Of course, if your appellate practice is principally before the Alabama Supreme Court, as mine has been, you cannot even use Times New Roman. You are constrained by the appellate rules to use a font that is even worse, Courier New. Butterick describes Courier New as”spindly, lumpy, and just plain ugly.” I dislike the font in large part simply because it is a monospaced font, meaning that each character in a word is give the same space regardless of whether it is a narrow “i” or a fat “m.” This makes each word take up more line space and allows for fewer words on each line. Frankly, I find Courier New to be difficult to read page after page and when writing a brief for the Alabama appellate courts I often find myself yearning for the ability to use a different, more easily readable font.

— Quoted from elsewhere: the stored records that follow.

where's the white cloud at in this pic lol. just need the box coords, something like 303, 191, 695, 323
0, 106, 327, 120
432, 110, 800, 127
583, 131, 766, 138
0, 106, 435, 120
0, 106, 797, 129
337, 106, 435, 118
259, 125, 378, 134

One theme that I write about in this blog is that in preparing an appellate brief, I want the brief to be easily readable and the one that the court turns to repeatedly in deciding the appeal. I want my brief to be less like a boring legal document and more an interesting, easily-readable non-fiction magazine article, newspaper, or book. Of course, font type affects readability and while I want a font to be more readable than Time New Roman or Courier New, I also don’t want a font that would appear unfamiliar or distinctly out of place. Thus, some of the fonts found standard on word processing programs that I prefer are Helvetica (which is sans-serif), Palatino Linotype, Bookman Old Style, and Book Antiqua. Butterick, a bit of a font snob, recommends fonts that are available for purchase and downloading to your computer, but which he believes provide a better appearance, such as Starling, Palatino Nova, Miller or Lyon. The font used for this blog text, based on the limited options available (and excluding Courier New and Georgia) is Lato, a more modern-appearing sans-serif font appropriate for a blog.